Cybercrime prevention with Forcepoint

GDPR – 50 days and counting

The General Data Protection Regulation (GDPR) is being dubbed as “the greatest change in data privacy regulation in over 20 years”. It will replace the Data Protection Act 1998 and comes into play on May 25th 2018.

With only a third of businesses said to be currently prepared for GDPR, many organisations are reportedly rushing to hire data protection officers. Whilst companies with more than 250 employees or public authorities are required to appoint a Data Protection Officer; those below the threshold are not obliged to do so.

However, all businesses are required by law to comply.

When the new regulations are enforced, businesses must have recorded consent before they can use personal data or risk severe penalties. A data breach can result in administrative fines of up to 4% of annual global turnover or €20 million – whichever is greater.

So how can technology be used in the quest to become GDPR compliant?

Data policies
Look at the way data flows through your business, review your data model and implement an end-to-end data protection strategy to meet GDPR regulations.

Data Classification
Consider the types of data flowing through your business:

• Is it freely available?
• Does it contain personal information?

Data should be protected by the authority in a data classification system.

Encryption
Encryption translates data into code, so that only people with access to a key or password can read it. At present it is one of the most widely used data security methods in the protection of data and its confidentiality across all devices.
By encrypting information, businesses can take control over their data by validating users and ensuring data authenticity when data is used and transferred.

Data Loss Prevention (DLP)
Data loss prevention software uses detection techniques to recognise sensitive data. It enables businesses to determine why and how information is being used and therefore identify any data breaches or misuse. It is highly recommended to protect businesses from insider threats.

Two-factor authentication (2FA)
Most standard online security procedures involve a username and password. With the ever increasing level of cybercrime, an extra layer of security is recommended to ensure data is adequately protected.

Two-factor authentication, also known as 2FA involves the use of a traditional username and password as well as a piece of information that only the user knows, such as a PIN or fingerprint.

Anti-virus/Anti-ransomware
With more than half of UK businesses already being affected by Ransomware, it is said to be a case of not IF, but WHEN an attack occurs. This is a scary prospect for any businesses, regardless of size which is why antivirus & anti-ransomware software are so important.

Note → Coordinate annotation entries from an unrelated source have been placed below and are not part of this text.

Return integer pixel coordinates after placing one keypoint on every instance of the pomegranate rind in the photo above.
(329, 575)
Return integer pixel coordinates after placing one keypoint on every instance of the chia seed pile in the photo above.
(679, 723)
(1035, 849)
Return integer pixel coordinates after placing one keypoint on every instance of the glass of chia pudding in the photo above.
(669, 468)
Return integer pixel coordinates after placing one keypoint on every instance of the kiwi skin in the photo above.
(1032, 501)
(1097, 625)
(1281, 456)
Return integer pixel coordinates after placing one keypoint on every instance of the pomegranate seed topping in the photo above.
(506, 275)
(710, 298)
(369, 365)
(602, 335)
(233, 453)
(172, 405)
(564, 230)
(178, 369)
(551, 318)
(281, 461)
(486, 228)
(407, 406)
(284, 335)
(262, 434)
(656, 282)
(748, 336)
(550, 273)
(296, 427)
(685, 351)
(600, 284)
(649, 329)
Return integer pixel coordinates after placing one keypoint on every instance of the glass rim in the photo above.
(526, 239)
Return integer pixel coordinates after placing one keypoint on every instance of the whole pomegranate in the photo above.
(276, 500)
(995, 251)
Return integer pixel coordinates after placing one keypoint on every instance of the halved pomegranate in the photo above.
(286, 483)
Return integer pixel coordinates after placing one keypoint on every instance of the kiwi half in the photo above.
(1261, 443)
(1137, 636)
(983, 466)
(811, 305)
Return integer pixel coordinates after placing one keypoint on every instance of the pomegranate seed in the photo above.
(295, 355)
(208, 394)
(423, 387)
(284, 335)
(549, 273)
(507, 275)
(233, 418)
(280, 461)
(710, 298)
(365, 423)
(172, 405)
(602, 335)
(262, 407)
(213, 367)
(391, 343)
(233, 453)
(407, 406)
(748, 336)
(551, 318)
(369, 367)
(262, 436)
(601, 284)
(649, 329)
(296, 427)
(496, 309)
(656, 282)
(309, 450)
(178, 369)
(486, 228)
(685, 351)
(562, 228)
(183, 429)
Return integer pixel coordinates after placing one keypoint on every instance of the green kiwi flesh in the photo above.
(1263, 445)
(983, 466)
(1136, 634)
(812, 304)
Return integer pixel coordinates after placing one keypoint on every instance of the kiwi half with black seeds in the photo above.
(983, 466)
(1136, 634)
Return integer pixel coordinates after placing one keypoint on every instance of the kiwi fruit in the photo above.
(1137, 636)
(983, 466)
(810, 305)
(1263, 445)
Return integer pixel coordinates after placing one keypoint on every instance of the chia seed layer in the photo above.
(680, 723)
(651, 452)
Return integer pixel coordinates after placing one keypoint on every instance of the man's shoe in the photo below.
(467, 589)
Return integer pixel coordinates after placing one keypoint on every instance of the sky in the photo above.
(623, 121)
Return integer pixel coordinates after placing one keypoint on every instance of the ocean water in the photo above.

By scanning systems, the software wipes out any identified ransomware attempts.

Device management
Device Management enables IT teams to control the security, monitoring, integration and management of devices such as laptops, mobile phones and tablets in the workplace to ensure the network and its data is fully secure and GPDR compliant on all devices throughout the business.

Access/identity management
Many businesses do not validate employees’ access rights and permissions to use data. To achieve GDPR compliance, businesses will need to take a much more controlled approach to minimise unauthorised access to critical information using stronger and more centralised access and identity management

Backup
With the increase in cybercrime coupled with the new laws, data backup has never been more important than it is now. Backups are vital in the event of information being destroyed, be it accidentally or maliciously.

Exploit prevention
An exploit attack is designed to slow down your computer, cause sudden application failure and/or expose your personal data to hackers.
Exploit prevention protects the applications and files that are prone to these attacks and cleverly mitigates the methods attackers use to exploit software vulnerabilities.

Patch Management
Patch management involves keeping software on computers and network devices up to date and capable of resisting low-level cyber-attacks. With older software versions, companies are far more vulnerable to cybercrime and leave obvious gaps for hackers to intercept.
It sounds basic, but the simplest technological solution in the fight against cybercrime is good patch management. By keeping software up to date and capable of resisting low-level threats, businesses are far less vulnerable to cybercrime.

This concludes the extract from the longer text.